From the above simulation results, it can be concluded that for the (128,3,6) LDPC-CC BF decoding algorithm, using bit flipping threshold pattern 3-2 with 6 iterations achieves the best balance between performance and complexity.
V. CONCLUSIONS
In this paper we presented simulation evidence that supports the effectiveness of a class of new iterative bit-flipping decoding algorithms for convolutional LDPC codes. Through experimentation we determined that the best performance was achieved when we strictly alternated between conservative iterations (where the threshold for flipping a bit is 3 failed parity checks) and more aggressive iterations (where the threshold is lowered to 2 failed parity checks). Using this particular threshold pattern (i.e., 3-2-3-2-) in Gallager's BF algorithm, modified for the (128,3,6) LDPC-CC, not only improves the coding gain, it also speeds up the error correction convergence, and hence reduces the iteration number and the decoding computational complexity. Remarkably, the best bit flipping decoding algorithm produced coding gain, at a BER of 10 -4 , within 3.5 dB of the min-sum algorithm, which uses belief propagation and hence requires much more computation (and more complex decoder hardware).
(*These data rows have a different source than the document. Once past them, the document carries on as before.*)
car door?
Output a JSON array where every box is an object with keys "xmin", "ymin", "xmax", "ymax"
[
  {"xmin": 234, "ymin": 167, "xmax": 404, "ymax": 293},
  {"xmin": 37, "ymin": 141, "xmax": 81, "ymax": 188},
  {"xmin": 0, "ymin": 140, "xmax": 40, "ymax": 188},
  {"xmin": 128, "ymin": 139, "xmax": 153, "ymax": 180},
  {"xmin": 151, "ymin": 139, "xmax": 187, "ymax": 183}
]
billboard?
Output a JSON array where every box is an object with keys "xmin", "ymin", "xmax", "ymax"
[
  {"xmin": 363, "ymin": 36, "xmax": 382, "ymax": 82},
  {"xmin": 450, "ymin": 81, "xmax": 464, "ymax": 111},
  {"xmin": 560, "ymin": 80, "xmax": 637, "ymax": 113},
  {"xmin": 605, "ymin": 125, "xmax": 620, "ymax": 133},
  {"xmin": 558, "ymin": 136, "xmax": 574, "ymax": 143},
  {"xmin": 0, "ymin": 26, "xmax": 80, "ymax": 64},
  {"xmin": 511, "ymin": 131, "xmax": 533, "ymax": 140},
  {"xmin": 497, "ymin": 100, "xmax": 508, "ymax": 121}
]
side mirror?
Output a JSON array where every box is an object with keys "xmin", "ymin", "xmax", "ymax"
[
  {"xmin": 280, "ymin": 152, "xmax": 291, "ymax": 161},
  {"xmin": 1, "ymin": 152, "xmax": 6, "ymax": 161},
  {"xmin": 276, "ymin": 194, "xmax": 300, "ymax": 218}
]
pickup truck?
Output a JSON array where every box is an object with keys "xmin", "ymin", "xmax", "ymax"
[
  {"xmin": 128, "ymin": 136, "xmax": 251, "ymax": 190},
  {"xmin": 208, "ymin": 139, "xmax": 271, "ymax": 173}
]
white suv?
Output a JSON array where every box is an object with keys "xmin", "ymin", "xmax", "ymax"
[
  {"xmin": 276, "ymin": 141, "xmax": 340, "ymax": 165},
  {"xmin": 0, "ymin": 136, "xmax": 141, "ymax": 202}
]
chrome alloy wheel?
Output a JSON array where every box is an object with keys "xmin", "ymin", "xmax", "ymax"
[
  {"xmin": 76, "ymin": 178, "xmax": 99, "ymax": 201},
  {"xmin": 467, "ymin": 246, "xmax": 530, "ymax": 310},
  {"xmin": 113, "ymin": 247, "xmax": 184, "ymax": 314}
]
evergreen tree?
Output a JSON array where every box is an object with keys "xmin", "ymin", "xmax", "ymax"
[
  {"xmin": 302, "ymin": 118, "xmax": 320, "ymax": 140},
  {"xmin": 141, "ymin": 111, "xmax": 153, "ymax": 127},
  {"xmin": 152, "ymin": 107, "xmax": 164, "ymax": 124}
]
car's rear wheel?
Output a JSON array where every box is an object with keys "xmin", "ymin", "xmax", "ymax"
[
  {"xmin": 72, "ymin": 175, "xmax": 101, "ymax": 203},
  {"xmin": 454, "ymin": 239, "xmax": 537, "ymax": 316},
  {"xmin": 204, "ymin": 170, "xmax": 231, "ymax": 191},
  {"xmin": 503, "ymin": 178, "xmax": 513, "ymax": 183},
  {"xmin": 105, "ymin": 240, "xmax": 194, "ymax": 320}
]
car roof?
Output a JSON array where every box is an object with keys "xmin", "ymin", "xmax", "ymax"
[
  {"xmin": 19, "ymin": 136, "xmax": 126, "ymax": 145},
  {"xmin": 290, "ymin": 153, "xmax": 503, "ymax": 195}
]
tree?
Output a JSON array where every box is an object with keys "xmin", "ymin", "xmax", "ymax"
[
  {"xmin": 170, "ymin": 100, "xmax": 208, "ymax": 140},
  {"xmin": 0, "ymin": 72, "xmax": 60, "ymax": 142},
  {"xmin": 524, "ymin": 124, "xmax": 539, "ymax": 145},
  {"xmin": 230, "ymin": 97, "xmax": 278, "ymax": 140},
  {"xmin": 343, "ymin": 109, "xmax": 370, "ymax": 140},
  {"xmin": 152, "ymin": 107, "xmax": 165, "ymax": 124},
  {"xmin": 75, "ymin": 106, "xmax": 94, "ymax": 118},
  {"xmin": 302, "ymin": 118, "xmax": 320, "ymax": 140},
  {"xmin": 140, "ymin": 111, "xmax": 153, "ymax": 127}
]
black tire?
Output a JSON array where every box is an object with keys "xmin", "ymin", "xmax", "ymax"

Additional work is required to explore other variations on the bit-flipping technique applied to the decoding of LDPCCCs. Also, more work is required to define which operating environments would best benefit from bit-flipping decoding. Power-constrained systems operating over a relatively clean channel would appear to be one good candidate for the application of the BF algorithms. Hybrid decoder designs might also be worth investigating, that is, decoders that fall back from full min-sum decoding to bit-flipping decoding when channel conditions allow it.